The Truth Behind 'No Pain, No Gain' in Weight Lifting
Does the old adage "No pain, no gain" have any validity? The answer is that it depends. It really depends on the type of pain and the type of gain you are talking about. Let's look at the pain first.
In weightlifting and in life in general there are two kinds of pain. One is the pain you get with an acute or chronic injury. This pain is not pleasant and serves as the body's warning that there is something wrong and some action will be necessary. If you end up with sore joint ligaments and muscle tendons, then that is pain that must be avoided. If this occurs you will sooner or later have to suspend training. This will put a stop to progress. So forget about that kind of pain.
The other kind is the pain of effort or hyper-exertion. In turn there are two distinct kinds of pain encountered here. One is the day-after soreness experienced whenever you overdo things. Every human being has some familiarity with this, especially as you age, it seems. The other is the pain of effort during exertion.
Looking at the former first, this is merely the breaking down of muscle fibers that will quickly be rebuilt stronger than before. Unlike injuries, this pain is not as sharp but somewhat duller. The lactic acid builds up and the next day is greeted with soreness. It's even worse the second day. But by the third day recovery is well on its way. Eventually the soreness is both less with each workout and also less noticeable when it does occur. You get used to it. This kind of pain is not usually as unpleasant as the acute kind. It may frighten newbie trainees, but even they soon learn that it is nothing to fear.
Now, the pain of effort - that is something else. A new trainee is often exercising muscles he or she has seldom used before. To those unaccustomed to heavy training it may seem rather daunting. Many are shocked and want to quit right then and there. If trainees persist, however, they will hopefully realize that what they feel is not even pain, but is really just the feel of unaccustomed effort. And that cannot only be gotten accustomed to, you can learn to enjoy it or at least welcome its challenge. Eventually the pain will not be noticed, and it will be taken for granted.

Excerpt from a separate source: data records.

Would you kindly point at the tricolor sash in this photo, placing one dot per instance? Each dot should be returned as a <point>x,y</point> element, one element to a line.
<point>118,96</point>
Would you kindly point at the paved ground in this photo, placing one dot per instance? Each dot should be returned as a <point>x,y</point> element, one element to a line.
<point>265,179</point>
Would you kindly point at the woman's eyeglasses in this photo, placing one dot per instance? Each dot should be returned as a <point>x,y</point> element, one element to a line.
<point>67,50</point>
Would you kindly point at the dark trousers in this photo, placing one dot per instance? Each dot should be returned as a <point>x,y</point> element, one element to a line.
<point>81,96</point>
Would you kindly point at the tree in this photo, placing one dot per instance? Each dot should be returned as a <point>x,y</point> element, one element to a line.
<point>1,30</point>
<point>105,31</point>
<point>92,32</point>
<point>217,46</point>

To that end I remember the words of Fred Lowe. Fred was one of the United States’ greatest middleweights back in the 1960s and 70s, and he still making life miserable for masters lifters today. In a conversation about why our sport is not as popular as it might be, considering the huge number of people now lifting weights for some form of physical training or fitness, Fred put it simply that, "Champion weightlifters are no different physically from others. They are just willing to train with weights that are beyond the comfort level of the average person." Many like the macho aura that lifting weights gives them so they flock to the fitness centers. But few want to put in the sweat equity that will produce the results they want.
I agree with Fred. If you forgive me I will use myself as an example. In my youth I made a squat of 470 lb before giving up heavy lifting. Years went by and it started to bother me that I had never broken the 500 barrier, of which I had always dreamed. By then I was 45 years of age and decided that I wanted to do this quarter tone once and for all, before I got too old to even try. Friends said I would never do it. With that I grimly bought some knee bands and made my belated return to the gym.

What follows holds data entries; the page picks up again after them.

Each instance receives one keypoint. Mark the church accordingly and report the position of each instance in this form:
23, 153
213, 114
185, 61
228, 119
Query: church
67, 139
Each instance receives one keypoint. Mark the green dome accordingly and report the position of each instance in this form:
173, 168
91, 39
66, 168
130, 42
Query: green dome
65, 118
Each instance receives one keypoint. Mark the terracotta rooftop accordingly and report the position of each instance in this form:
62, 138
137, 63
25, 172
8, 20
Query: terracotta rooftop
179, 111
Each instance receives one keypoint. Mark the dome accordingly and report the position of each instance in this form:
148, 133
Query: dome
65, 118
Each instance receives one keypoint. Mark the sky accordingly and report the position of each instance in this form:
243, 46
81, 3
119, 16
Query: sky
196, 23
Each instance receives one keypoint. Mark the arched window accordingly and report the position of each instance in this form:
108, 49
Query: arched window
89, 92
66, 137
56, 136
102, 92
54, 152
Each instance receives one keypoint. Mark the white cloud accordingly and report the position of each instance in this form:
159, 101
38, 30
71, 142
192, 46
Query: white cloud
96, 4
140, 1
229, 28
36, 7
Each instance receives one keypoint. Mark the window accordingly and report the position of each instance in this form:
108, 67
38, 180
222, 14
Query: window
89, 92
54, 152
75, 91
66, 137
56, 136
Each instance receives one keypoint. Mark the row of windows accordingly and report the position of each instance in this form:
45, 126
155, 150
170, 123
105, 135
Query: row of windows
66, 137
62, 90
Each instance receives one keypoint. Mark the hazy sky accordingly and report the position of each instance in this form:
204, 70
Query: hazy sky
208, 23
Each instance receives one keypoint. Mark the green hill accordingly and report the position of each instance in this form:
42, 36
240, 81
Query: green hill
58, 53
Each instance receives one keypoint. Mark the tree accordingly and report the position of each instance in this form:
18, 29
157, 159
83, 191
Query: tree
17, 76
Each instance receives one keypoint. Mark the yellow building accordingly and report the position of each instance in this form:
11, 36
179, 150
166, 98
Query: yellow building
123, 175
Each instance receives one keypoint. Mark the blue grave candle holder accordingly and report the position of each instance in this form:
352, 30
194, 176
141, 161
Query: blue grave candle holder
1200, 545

I was always gifted at squats (and not much else). My training consisted solely of a couple warm-up sets and only one work set of eight reps with as heavy a weight as I could handle. With that strategy I started with 275 and added ten pounds each week. It felt a bit tough at first since I was only accustomed to doing that for fives in Olympic fashion. The next week I went to 285 and still made my eight reps and it still felt heavy. I went to 295 the next week and I still made my eight. It didn't feel any lighter, but oddly enough it also didn't feel any heavier either. I took note of that.
As the weeks went by the weight went up while I figured that I would have to slow down sooner or later. I had never squatted these kinds of reps with that kind of weight before, but they never seemed to approach my supposed limit. I was setting personal records of a sort by then and I was getting motivated to do more.

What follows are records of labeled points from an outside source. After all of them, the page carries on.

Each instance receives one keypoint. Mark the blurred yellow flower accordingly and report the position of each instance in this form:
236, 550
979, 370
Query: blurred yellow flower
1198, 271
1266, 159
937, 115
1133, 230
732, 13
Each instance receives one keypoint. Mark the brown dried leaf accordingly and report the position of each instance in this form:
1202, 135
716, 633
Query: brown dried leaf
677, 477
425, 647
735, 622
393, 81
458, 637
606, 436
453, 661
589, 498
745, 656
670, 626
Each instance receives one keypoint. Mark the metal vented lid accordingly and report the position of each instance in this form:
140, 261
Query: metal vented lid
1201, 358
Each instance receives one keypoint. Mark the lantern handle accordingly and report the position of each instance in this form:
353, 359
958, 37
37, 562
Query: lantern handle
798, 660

It was around this time I had the conversation with Fred and thought about his advice to ignore the pain of effort. I decided that pain or no I would keep at it. I finally did my 505 (I wanted to lift five big ones on the bar) when I got to 345. In only seven weeks, seven workouts I had finally done my 500. By then I was revelling in the effort and continued. I finally stopped at 520 for eight. I did 600 for five on my 46th birthday and made 660 for a PR three weeks later. I was now squatting what the power champs were doing in my youth. And no, I never "took anything."
That said, what about the "no pain at all" admonition? This is where the gain part must be defined. Strength gains and the associated effort required for a general fitness trainee will not even be noticed by a competitive weightlifter. However, a top lifter's light recuperation phase will lay out an average exerciser after only one workout. Your goals determine what level of gain and pain will be required.
On the one hand you can indeed train without getting to a point where any significant effort is felt. But progress, assuming any is made, will of necessity be very slow. The body is not stressed enough for any significant adaptation to occur. But that may suit some trainees just fine, if their ambitions are modest. A light routine that is done regularly is still better than no routine done at all.
On the other, if you are more ambitious, you will have to put in much more effort. You can call that pain or you can call it strenuous effort, but it will take some work. The rewards will also be much higher. Pain level and gain level, the choices are yours.